Tony Bagato, Fishers’ planning and zoning director, said the property’s current zoning allows for 261 homes to be built. He added that concerns about the neighborhood’s impact on the local school system were unsubstantiated, since the local school system has already accounted for the population increase and is planning to absorb it by building a new school and redistricting.
“We did not think these were significant concerns,” he said. “The impacts we’re looking at would be there either way.”
Fishers City Council President Cecilia Coble was among those five members who voted against the project. She expressed concerns about preserving the natural areas on Fishers’ east side and questioned the ability of local roads to absorb the added traffic.
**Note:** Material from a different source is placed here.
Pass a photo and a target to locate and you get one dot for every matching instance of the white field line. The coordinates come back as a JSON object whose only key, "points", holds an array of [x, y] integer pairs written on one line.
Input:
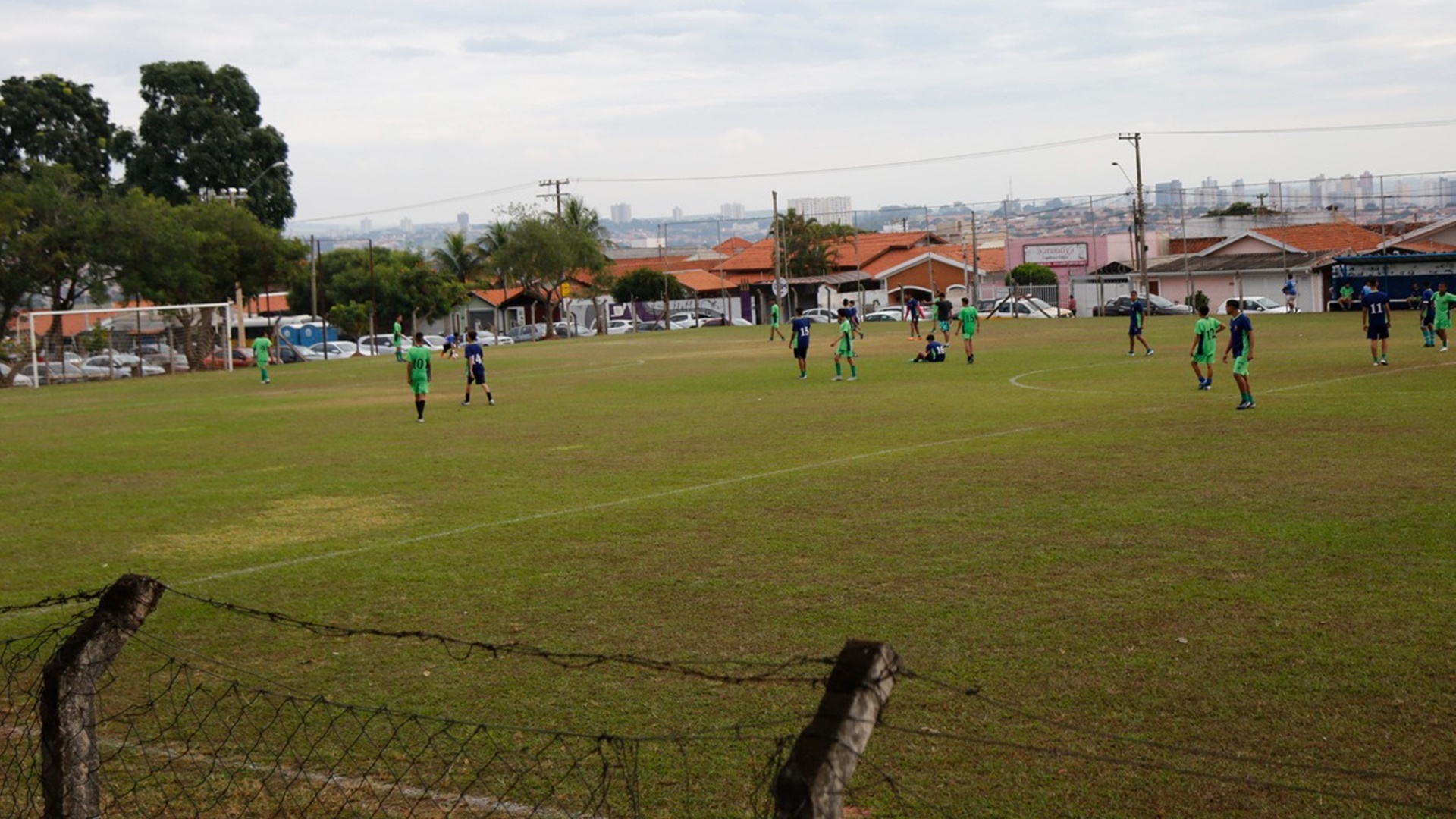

“For me, personally, I would just like to see something different,” she said. “For the infrastructure reasons and because that land is so special, at this time, I’m just not able to make a decision in favor of this.”
Council members Samantha Delong, Brad DeReamer, David George and Jocelyn Vare were the other members to vote against the project.
Council member Pete Peterson was in the minority of those that favored the project. He cautioned that the property would still be developed if the special zoning plan were denied, and a similar number of homes would be built there without the added buffering, trails and other features promised by the special zoning.
“If this was farmland and they were trying to convert it, I think it would be a different discussion, but it’s already zoned residential today,” Bagato said.